A run-down secondary school is to finally be rebuilt after years of delays.

Plans for Archbishop Lanfranc's multi-million-pound new building were unveiled this week, with the school's headteacher confident it would help to "win back" pupils put off by its present poor state.

The four-storey building will also allow the Mitcham Road school, which last year became an academy as part of the Coloma Trust, to expand to become one of Croydon's biggest.

Its capacity will rise from 1,050 pupils to 1,350, divided into nine classes in each year instead of seven, with a new sixth form accepting up to 270 further students.

Work is due to begin on the 11,796sq m building in August, with pupils scheduled in move in the start of the 2016 academic year.

The school's current home, constructed above a landfill site in the 1950s, has long been deemed outdated and dilapidated. But plans for a new building have been repeatedly delayed over the last few years.
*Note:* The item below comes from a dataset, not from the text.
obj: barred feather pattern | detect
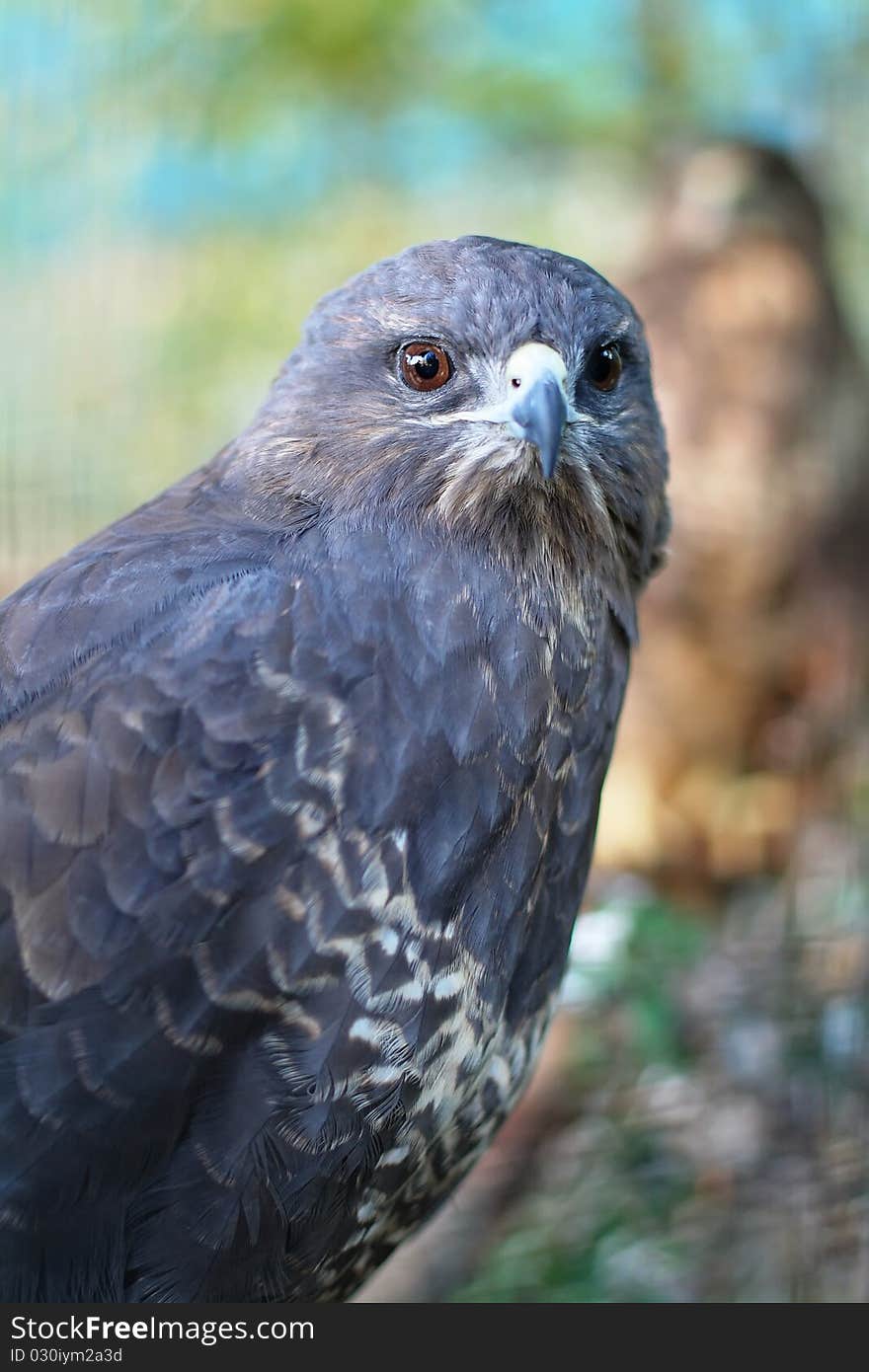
[0,479,629,1301]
Headteacher Michael del Río said: "The state of the building here has been a concern for years really. In the long-term the school has now got a much better future.

"It has always been very much a community school and we believe that at the moment some of the students that live on our doorstep may choose to go to schools that are further away or out of borough, simply because they are wowed by new buildings and new facilities - as you are when you are 11 years old.

"One of the key things for us therefore is to win back some of those very local children who at the moment go off to other schools."

State-of-the-art classrooms, a full-length athletics track and bigger sports hall are among the facilities planned for the new site, on the south-east corner of the current school's playing field.

The old building will be demolished when the new one is built to allow the school to remain open.

Construction firm Galliford Try, which won a £45m Education Funding Agency contract to build the school and five others, will also carry out remedial work on the landfill site to flatten Archbishop Lanfranc's infamous lumpy playing fields.

The school was allocated funding for a rebuild under Labour's Building Schools for the Future Programme until that was scrapped by the coalition government in 2010.

It was again prioritised for building work by education secretary Michael Gove in 2012.

At the time, then headteacher David Clark described the school's building as unfit for purpose. He said: "The design of the building is not fit for a school in the 21st century.

"It has very narrow corridors, and staircases, some of the rooms are too small and there is no room to expand.”

Mr del Rio, who moved from a deputy headteacher post at the Quest Academy in the summer, said: "I know staff have been through this process twice before and been disappointed, but they are very much behind the project this time around and certainly from our perspective things look very, very bright and we are now in the final stages of planning approval."

Pre-application plans for the new school will be reviewed by Croydon Council's planning committee tonight.